Institutional Activities

Ashoka University to Host Visual Arts Colloquium on “Nature’s Duplicates” in Contemporary India

Ashoka University will host a Visual Arts Colloquium titled “Nature’s Duplicates: Inorganic doubles of organic ‘nature’ in public space in contemporary India” on 9 February 2026. The on-campus talk will be delivered by Professor Kajri Jain, an art historian from the University of Toronto, and will explore how artificial forms of nature shape aesthetics, politics, and environmental thinking in India.

Sonipat - The Department of Visual Arts at Ashoka University is set to organize the first talk of its Visual Arts Colloquium Series (Spring 2026) on Monday, 9 February 2026. The colloquium, titled “Nature’s Duplicates: Inorganic doubles of organic ‘nature’ in public space in contemporary India”, will take place from 1:30 pm to 3:00 pm at the Visual Arts Studio (near the sports block) on campus.
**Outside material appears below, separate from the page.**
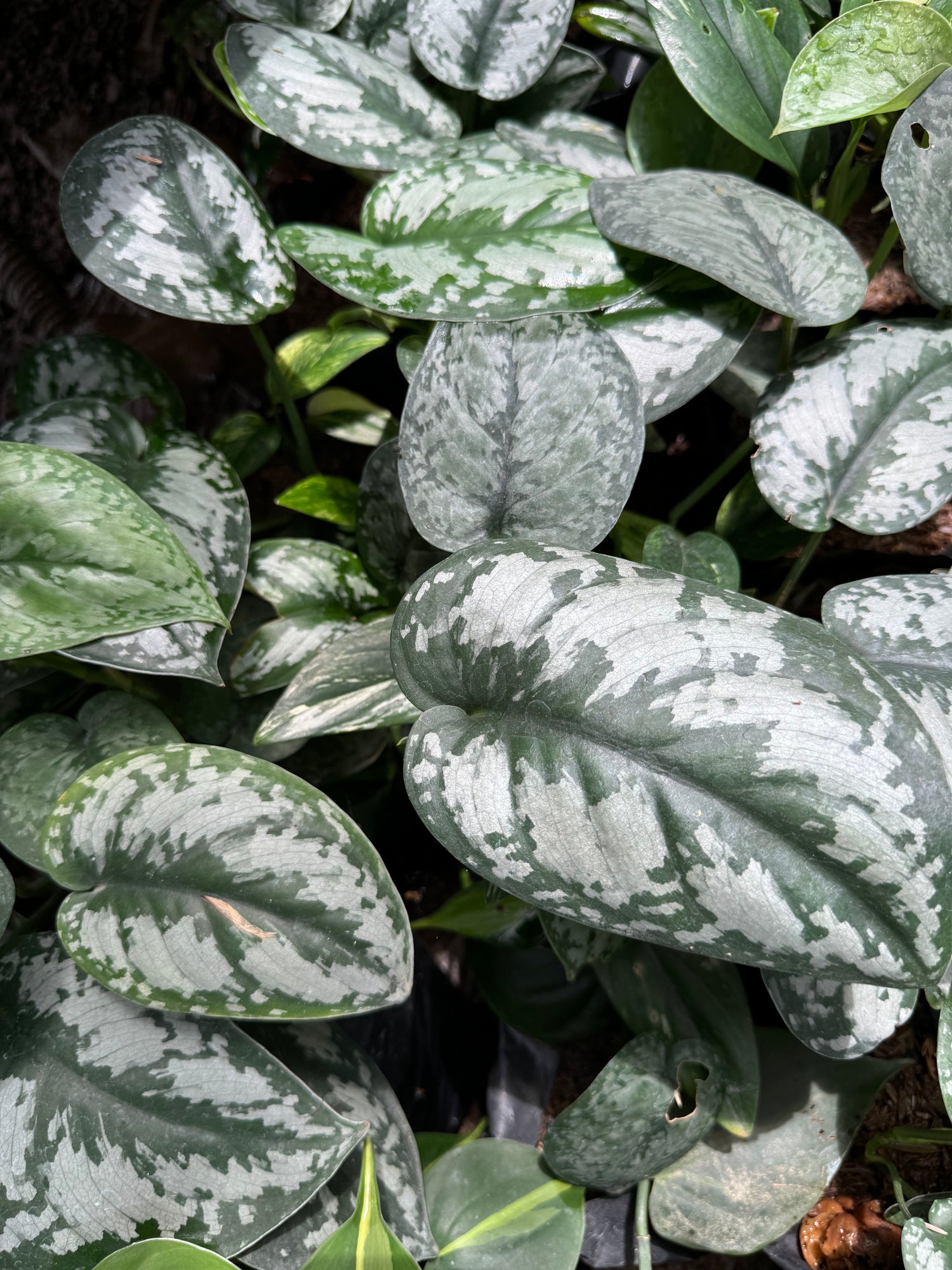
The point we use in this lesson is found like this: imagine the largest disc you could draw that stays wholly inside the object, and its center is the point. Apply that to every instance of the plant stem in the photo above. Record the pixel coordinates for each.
(303, 445)
(717, 477)
(798, 568)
The session will be delivered by Kajri Jain, Professor of Art History at the University of Toronto. Her talk draws from ongoing research that examines the growing presence of inorganic replicas of nature—such as plastic grass, fibreglass animals, concrete birds, robotic elephants, and aluminium trees—in India’s public spaces.

Event Details:

Title: Nature’s Duplicates: Inorganic doubles of organic “nature” in public space in contemporary India

Speaker: Prof. Kajri Jain, University of Toronto

Date: 9 February 2026

Time: 1:30 pm – 3:00 pm

Venue: Visual Arts Studio (near sports block), Ashoka University

Event Type: Guest Lecture / Colloquium

Mode: On Campus

The event is open to students, faculty, and visitors, and informal discussions will continue over tea and coffee after the talk.
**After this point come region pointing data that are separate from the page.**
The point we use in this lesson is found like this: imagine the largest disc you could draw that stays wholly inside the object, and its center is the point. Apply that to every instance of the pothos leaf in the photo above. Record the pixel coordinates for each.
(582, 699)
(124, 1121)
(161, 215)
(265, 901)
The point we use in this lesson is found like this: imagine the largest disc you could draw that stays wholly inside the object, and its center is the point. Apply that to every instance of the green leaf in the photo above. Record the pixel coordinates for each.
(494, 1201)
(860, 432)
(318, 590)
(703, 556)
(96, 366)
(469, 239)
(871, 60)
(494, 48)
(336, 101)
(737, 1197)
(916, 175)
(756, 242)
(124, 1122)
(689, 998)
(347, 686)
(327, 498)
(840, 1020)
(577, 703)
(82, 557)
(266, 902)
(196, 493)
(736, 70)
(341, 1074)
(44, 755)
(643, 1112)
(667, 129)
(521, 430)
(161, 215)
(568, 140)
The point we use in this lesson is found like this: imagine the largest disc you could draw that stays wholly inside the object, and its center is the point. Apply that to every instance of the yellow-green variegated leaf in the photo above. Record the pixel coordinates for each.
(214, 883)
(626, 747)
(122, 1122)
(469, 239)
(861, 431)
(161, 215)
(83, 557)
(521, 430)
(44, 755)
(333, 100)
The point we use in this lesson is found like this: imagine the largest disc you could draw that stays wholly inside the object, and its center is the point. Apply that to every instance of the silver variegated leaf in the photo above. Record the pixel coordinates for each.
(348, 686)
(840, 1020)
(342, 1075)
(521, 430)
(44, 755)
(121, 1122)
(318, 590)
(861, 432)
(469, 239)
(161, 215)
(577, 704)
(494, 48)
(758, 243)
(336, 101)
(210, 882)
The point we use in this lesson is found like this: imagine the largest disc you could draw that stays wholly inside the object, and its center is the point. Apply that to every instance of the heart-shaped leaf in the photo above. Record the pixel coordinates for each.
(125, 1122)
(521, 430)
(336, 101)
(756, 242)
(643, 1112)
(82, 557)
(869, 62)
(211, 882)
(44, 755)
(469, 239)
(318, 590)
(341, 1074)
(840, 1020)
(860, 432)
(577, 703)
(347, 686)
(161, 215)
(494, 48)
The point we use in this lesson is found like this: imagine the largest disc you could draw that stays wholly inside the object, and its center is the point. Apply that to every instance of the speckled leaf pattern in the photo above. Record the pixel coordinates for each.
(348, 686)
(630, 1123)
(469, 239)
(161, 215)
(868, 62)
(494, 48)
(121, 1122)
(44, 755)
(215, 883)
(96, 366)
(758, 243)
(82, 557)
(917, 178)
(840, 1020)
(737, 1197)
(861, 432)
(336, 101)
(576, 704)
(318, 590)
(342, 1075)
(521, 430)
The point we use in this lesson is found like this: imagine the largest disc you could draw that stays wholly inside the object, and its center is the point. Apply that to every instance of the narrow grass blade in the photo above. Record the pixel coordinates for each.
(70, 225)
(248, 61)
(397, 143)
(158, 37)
According to the abstract released by the department, the lecture will move beyond viewing these objects merely as symbols of developmental “greenwashing.” Instead, it will explore their layered histories and the ways in which they embody distinct cosmopolitics, aesthetic regimes, and moral-ethical values. The discussion will also reflect on how these representations challenge or reinforce dominant, post-Enlightenment ideas of nature that influence global environmentalism and environmental humanities scholarship.

Professor Jain’s research focuses on modern and contemporary South Asian visual cultures, with particular attention to postcolonial and decolonizing approaches to art history. Her work investigates the intersections of religion, media, and visual practice in India, as well as broader questions of how images shape cultural, ethical, and political meanings.